Install the Ubuntu app from the Microsoft Store application. Then open the Ubuntu terminal and type:
`sudo apt-get install cdo` and write your password
#### **Linux**
For Linux go to: [Linux](https://code.mpimet.mpg.de/projects/cdo/wiki/Linux_Platform)
### Ncview: a netCDF visual browser
Browsing and browsing, I found a quick visual browser that allows you to explore **netCDF** files very easily: `ncview`. `ncview` is an easy to use netCDF file viewer for **linux** and **OS X**. It can read any netCDF file.
To install **ncview**, open the terminal and type:
**OS X** : `port install ncview`
**Linux**: `sudo apt-get install ncview`
### Working with CDO and ncview
To work with **CDO** and **ncview** you will need to use the terminal command line. Open the **Ubuntu app** in Windows and the **Terminal** on OS X. Let's create a folder in your desktop:
First, create a new folder in your desktop. In your command line type:
- `cd Desktop/` (this will establish *Desktop* as your primary directory)
- `mkdir z_test` (this will create a folder called *z_test* in *Desktop*)
- `cd z_test/` (this will establish *z_test* as your primary directory)
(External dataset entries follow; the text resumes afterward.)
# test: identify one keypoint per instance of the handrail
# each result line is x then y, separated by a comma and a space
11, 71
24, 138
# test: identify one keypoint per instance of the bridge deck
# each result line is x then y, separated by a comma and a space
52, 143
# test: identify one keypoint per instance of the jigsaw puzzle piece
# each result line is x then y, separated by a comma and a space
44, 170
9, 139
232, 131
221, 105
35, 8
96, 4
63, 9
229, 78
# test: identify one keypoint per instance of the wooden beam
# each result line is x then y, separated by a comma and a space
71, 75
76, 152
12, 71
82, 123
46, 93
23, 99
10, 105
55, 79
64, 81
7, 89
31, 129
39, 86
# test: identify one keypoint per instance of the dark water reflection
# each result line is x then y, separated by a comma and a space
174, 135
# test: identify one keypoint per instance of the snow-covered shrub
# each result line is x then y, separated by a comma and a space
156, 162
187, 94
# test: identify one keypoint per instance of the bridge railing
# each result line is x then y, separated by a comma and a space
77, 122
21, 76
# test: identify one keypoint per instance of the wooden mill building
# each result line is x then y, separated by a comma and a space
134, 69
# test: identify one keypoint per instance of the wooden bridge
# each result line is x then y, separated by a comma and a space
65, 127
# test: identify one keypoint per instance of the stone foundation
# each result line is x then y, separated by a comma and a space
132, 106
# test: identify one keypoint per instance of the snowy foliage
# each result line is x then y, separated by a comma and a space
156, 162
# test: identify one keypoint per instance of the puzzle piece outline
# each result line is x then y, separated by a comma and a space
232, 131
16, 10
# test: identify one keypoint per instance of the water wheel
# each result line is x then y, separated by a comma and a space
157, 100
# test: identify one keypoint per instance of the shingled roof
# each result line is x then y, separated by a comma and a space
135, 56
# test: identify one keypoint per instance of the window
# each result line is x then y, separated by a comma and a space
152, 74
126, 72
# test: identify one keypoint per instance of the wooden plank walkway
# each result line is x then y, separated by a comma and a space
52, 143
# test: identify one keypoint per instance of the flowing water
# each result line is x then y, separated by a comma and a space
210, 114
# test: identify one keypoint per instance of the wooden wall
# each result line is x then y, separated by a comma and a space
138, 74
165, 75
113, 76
If your are using Windows your desktop path should be located at `/mnt/c/ `. Therefore, my Desktop should be at:
- `cd /mnt/c/Users/Isaac/Desktop/`
- `mkdir z_test`
- `cd z_test/`
### Files in directory
If you have the chance, please download this [file](https://www.dropbox.com/s/eud3bk5cmz5f4bf/thetao_Omon_EC-Earth3-Veg_ssp245_r1i1p1f1_gn_203401-203412.nc?dl=0). It is the **EC-Earth3-Veg** CMIP6 models for thetao (sea water with depth). Move that file into the **z_test** folder.
Because you have setting `z_test` as your directory in the terminal, we can use *ncview* to get a quick view of the model
- type `ls -l` to see if the model is in your directory. You should get something like this:
```{r model directory, echo = FALSE, fig.cap = "directory", out.width = '170%'}
knitr::include_graphics("img/model_directory.png")
```
- to view the model with ncview, in the terminal type `ncview thetao_Omon_EC-Earth3-Veg_ssp245_r1i1p1f1_gn_203401-203412.nc`. You should see something like this:
```{r ncview, echo = FALSE, fig.cap = "ncview example", out.width = '170%'}
knitr::include_graphics("img/ncview_01.png")
```
- You can *click* the different options here. This model has long, lat, time and lev(or depth). You can press *play* and move the *Delay* option to check the different time settings (in this case months of the year 2034).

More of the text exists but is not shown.